'Virginity-repair' surgery set to be banned
- Published
Virginity testing, where women are examined to see if their hymen is intact, and repair surgery are set to be outlawed in England and Wales.
North West Durham Conservative MP Richard Holden has introduced a clause to the Health and Care Bill, which seeks to ban both procedures.
Under the proposals, doctors or midwives performing either could face imprisonment.
Some fear criminalising the procedures may drive them underground, however.
Medical experts say hymenoplasty surgery, restoring a layer of membrane at the entrance to the vagina, is intrusive, abusive and unscientific.
Human rights
Mr Holden decided to act after a BBC investigation found British medical clinics offering tests for £150-300.
Virginity testing is a violation of human rights, according to both the World Heath Organization and United Nations.
Practised in at least 20 countries, there is no evidence it can prove whether a woman or girl has had sex, the WHO says, because the hymen can tear for many reasons, including tampon use and exercise.
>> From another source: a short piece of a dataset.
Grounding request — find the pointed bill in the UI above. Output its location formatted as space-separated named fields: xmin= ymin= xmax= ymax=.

Campaigners, including the Iranian and Kurdish Women's Rights Organisation (IKWRO), support a ban.
Aisha's story
Aisha (not her real name) was forced to have a virginity test at a London clinic, by her family, shortly before her engagement, two years ago.
Her parents had arranged for her to marry a cousin in Pakistan, against her will.
"I failed the test" she says.
And afterwards, her brothers and father kicked and beat her.
She had brought "shame" on them, they said, demanding she have hymenoplasty to restore the family's "honour".
But after refusing to have the procedure, Aisha escaped from the family home.
IKWRO's Payzee Mahmod, who started campaigning against so-called honour-based violence, after her sister Banaz was murdered, said: "Girls are coming to us and letting us know that they are being put through these tests and they want to have this procedure to essentially repair the hymen... this idea that if they are not virgins going into their weddings, they will be at risk of honour-based abuse which can have fatal consequences"
Other campaigners also report a growing number of cases.
Freedom charity founder Aneeta Prem, who has written to Home Secretary Priti Patel and Health Secretary Sajid Javid about outlawing this "abhorrent, abusive practise", has noticed a rise in calls for help from girls and women from South Asian backgrounds, many complaining they had been forced to take tests before arranged marriages.
"We found that grooms' families are not only asking for a picture of the prospective bride, her education attainments, but also a certificate to say she is a virgin," she said.
Prof Colin Melville, from the General Medical Council, which investigates and acts on concerns about doctors, said: "Doctors should not provide intimate examinations that are not clinically appropriate and should only do so if they consider them necessary and with the permission of the patient.
'We would be very concerned to hear that a doctor had carried out a procedure against a patient's wishes or without authority.
"Our guidance is clear; where a doctor has seriously or persistently breached our guidance, we can and do take action."